Our faculty meetings were held in the Memorial Room, when the faculty was actually small enough to fit into such a cozy space. And that magical gathering known as Morning Assembly started off most school days, beginning just as this one did with the ringing of Ted’s iconic bell.
On occasion, Ted would drop in and visit a class that was underway—he loved being in the classroom, loved teaching, and placed high value on the relationships that developed between students and teachers.
We were referred to by our initials back then—ESG was especially interested in middle initials, as well as middle names. I suspect that a number of present and past faculty members in this room can still rattle off the initials of many of their colleagues from those days—I know I can.
Periodically, Ted retold a favorite story to the faculty from his childhood days at Squam Lake, about a broken small outboard motor
and the man who was able to magically repair it. It’s one that we now
enjoy hearing Senior Master Nick Nickerson relate every so often.

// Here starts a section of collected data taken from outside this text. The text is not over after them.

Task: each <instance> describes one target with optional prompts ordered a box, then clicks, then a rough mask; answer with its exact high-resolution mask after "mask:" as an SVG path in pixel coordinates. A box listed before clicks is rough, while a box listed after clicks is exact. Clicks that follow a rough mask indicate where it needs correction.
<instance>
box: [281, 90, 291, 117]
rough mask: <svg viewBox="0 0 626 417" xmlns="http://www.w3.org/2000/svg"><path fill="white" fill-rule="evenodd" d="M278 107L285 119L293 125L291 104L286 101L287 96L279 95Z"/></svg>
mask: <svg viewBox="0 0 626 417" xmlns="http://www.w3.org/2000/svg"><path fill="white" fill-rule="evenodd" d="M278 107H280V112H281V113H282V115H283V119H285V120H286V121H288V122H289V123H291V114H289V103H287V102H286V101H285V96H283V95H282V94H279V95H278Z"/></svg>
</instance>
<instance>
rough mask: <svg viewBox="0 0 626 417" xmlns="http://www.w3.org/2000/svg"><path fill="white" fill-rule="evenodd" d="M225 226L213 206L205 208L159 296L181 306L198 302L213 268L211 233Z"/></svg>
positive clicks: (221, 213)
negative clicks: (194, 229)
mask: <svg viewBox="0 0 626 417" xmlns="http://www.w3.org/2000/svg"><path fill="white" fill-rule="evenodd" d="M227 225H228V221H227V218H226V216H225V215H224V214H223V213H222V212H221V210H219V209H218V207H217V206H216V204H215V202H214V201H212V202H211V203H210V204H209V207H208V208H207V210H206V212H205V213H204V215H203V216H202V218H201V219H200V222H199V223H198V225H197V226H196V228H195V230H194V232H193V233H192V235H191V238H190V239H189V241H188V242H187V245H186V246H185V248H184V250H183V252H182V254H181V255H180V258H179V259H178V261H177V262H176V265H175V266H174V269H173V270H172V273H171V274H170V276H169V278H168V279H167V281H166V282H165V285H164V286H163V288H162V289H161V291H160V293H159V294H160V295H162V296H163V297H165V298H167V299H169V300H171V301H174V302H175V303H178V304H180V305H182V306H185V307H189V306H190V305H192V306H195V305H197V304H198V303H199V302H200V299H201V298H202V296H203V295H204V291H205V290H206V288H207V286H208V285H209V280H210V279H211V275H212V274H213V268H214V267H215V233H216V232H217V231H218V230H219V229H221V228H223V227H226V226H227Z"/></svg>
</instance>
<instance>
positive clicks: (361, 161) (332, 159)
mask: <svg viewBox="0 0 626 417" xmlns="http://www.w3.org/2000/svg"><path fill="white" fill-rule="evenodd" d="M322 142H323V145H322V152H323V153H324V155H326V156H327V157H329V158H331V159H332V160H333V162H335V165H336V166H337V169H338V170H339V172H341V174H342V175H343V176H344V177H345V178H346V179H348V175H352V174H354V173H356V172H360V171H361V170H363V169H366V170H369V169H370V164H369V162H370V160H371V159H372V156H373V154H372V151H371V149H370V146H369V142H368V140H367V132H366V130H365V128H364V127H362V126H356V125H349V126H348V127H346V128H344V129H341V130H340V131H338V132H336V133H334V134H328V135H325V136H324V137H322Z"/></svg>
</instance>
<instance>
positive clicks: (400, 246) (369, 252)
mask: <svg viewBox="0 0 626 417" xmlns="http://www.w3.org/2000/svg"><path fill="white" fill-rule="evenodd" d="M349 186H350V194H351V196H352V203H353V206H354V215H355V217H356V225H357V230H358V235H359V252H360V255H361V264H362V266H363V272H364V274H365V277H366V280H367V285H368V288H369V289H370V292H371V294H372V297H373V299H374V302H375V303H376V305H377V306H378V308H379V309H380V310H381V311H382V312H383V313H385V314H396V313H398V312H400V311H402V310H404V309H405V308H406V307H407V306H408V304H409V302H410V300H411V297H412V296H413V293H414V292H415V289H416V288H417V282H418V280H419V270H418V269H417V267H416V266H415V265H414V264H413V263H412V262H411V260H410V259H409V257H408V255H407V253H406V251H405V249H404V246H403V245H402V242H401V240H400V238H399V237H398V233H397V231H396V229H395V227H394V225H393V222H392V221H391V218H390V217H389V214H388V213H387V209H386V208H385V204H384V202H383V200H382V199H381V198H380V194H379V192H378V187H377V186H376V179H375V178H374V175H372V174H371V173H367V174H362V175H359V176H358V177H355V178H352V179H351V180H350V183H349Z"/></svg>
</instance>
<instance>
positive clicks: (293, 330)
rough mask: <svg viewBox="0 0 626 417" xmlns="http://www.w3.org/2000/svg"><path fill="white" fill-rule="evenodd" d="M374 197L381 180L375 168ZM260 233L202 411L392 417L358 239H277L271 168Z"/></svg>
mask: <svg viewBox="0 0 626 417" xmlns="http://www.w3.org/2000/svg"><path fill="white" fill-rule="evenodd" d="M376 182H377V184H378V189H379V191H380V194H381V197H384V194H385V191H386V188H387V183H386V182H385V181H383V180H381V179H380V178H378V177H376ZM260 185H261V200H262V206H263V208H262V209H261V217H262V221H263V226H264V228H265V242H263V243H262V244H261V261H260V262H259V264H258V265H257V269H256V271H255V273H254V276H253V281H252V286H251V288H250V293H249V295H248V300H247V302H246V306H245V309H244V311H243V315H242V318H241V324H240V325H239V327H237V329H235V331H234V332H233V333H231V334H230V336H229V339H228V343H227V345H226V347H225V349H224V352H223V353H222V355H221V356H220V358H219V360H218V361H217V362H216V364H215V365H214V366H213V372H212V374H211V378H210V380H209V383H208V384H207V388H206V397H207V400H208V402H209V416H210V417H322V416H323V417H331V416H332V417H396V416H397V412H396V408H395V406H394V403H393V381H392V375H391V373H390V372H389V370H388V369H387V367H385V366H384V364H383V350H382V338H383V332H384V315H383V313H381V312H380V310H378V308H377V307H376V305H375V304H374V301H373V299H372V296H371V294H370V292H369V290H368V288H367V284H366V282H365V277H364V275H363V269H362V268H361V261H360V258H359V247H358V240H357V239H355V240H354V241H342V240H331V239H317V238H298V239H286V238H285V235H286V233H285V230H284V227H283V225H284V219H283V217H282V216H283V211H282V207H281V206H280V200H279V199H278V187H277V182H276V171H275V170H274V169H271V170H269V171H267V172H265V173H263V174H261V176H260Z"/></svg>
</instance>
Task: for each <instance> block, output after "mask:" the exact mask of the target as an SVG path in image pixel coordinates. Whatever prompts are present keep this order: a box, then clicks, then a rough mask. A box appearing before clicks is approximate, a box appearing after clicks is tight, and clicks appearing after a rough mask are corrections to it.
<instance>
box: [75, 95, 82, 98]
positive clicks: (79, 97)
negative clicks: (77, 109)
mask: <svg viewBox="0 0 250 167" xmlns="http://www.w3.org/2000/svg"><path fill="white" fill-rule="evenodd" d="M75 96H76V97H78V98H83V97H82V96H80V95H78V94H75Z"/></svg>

Ted’s message through that tale was about believing in one another, or as he articulated it, about finding hope in one another–his version
of Spes Sibi Quisque. As I grew to understand what comprised the fabric of this community, that indelible message was one of its most integral threads.
From this stage and elsewhere, whenever the wisdom of ESG was shared, its focus on caring for others resonated and stuck with me. It was evident through our blossoming community service program, as well as at the heart of what Ted said about simply being a community member of character. He was talking about stewardship, about giving one’s time and talents, reaching out to build relationships while caring for others. I saw that as another integral thread in the sturdy fabric of this place.
Ted communicated loudly and clearly the importance of passionate commitment to the school’s mission, passion for one’s subject matter, for the magic and growth that happen in a classroom or through athletics or service or the arts, passion for being with and understanding kids, and for making a genuine commitment to the community that Ted referred to as a family—more essential threads
ESG wove into the fabric of what made and still makes this such a special place. As I settled in and came to know the story of my new school, I learned more about Ted’s role in its coeducation. That mattered a lot to me. You see, as Ted and Nobles welcomed girls into the upper school in the fall of 1974, my own senior year of high school was also beginning, elsewhere. I am part of the same generation for whom Ted led Nobles in taking a very important next step in its history. As a graduate of a previously all male college that had pretty recently taken the plunge into coeducation, also not long after Title 9 was passed, and as Pomfret’s very first female science teacher, this stuff was important to me.
In September of my second year here, coeducation became a reality for the Nobles middle school, another important step for Nobles led by Ted. A memorable point on this school’s timeline, it was the moment when a dynamic, bright, talented new member of Class V named Beth Reilly first found her seat in a morning assembly in this space and began her Nobles career. Who knew then that today she’d be Bob Henderson’s boss?
There are 11 current faculty members whom Ted hired, who are still teaching, coaching, and working with kids in numerous other capacities at Nobles. According to my humble calculations, that’s over 360 collective years of service to the school… over 360 years of weaving and strengthening those threads of what Ted stood for and hoped for, in the vital fabric of this community, honoring his timeless legacy.